Persaud stated that BCL has legal access to a forest concession in the North West District for an initial period of 25 years, adding that his state forest lease can be subject to renewal by the Government of Guyana if the company complies with the terms and conditions of this current agreement.
“It is a fact that before BCL can even engage in harvesting, an Annual Operational Plan (AOP) has to be submitted to the GFC for its approval…This AOP has to be prepared in accordance with the GFC guidelines for the preparation of AOPs.”
This AOP, according to Persaud, gives a concise but thorough summary of the previous year’s operation, pointing out that it provides a 100 per cent pre-harvest inventory of all commercial stems present in the 100 hectare blocks to be harvested in the calendar year.
The 100 per cent pre-harvest inventory must also be conducted in keeping with the GFC’s guidelines. GFC then conducts a random sample consistency check of the pre-harvest inventory. Approval for harvesting is only granted if the consistency check shows that the inventory results are credible and accurate.
Persaud stressed that the harvesting quota is strictly monitored to ensure that it is within the Annual Allowable Cut, and also extracted from within the Annual Allowable Area.
The Company has complied with an obligation to set aside 4.5 per cent of the total concession area as a biodiversity reserves, “this is a permanent reserve and is representative of the concession ecosystem.”
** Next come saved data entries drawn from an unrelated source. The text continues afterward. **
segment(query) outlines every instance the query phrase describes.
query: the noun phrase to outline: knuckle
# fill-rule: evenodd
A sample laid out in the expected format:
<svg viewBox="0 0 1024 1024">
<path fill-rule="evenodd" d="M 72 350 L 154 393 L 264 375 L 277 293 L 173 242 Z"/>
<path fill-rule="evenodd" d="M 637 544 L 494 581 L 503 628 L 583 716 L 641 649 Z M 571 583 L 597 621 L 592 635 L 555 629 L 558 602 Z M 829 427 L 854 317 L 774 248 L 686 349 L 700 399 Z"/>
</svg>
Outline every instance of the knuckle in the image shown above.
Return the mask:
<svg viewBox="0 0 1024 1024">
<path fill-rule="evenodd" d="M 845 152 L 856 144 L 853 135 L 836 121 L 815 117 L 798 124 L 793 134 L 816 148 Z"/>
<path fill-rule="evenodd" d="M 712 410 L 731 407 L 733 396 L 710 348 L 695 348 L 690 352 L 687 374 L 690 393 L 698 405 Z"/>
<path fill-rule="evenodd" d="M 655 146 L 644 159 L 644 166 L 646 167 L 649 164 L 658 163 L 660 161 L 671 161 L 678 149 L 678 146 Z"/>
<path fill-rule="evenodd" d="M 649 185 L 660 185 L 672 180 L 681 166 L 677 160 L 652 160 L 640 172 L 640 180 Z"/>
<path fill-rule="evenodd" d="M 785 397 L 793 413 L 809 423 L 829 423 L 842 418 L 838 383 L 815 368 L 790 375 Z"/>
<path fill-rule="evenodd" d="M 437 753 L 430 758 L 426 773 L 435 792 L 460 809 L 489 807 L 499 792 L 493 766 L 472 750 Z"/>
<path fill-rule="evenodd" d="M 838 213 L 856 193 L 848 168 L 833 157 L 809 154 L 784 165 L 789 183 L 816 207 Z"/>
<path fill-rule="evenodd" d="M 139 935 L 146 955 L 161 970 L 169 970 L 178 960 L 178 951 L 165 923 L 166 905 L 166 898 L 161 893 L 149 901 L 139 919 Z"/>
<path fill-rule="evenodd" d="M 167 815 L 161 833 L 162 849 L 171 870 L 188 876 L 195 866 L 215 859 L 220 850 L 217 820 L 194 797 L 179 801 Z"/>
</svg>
Actual harvesting, the Minister stressed, must be compliant with the GFC guidelines for sustainable forest management as established in the Code of Practice (CoP) for forest operations.
This CoP outlines the environmental and social best practices that the company (and all other companies) must practice in the course of the extraction activities.
To ensure that the CoP is practically implemented on the ground, the GFC and the Forestry Training Centre Incorporated (FTCI) provide training in Reduced Impact Logging (RIL) to the sector at cost recovery rates.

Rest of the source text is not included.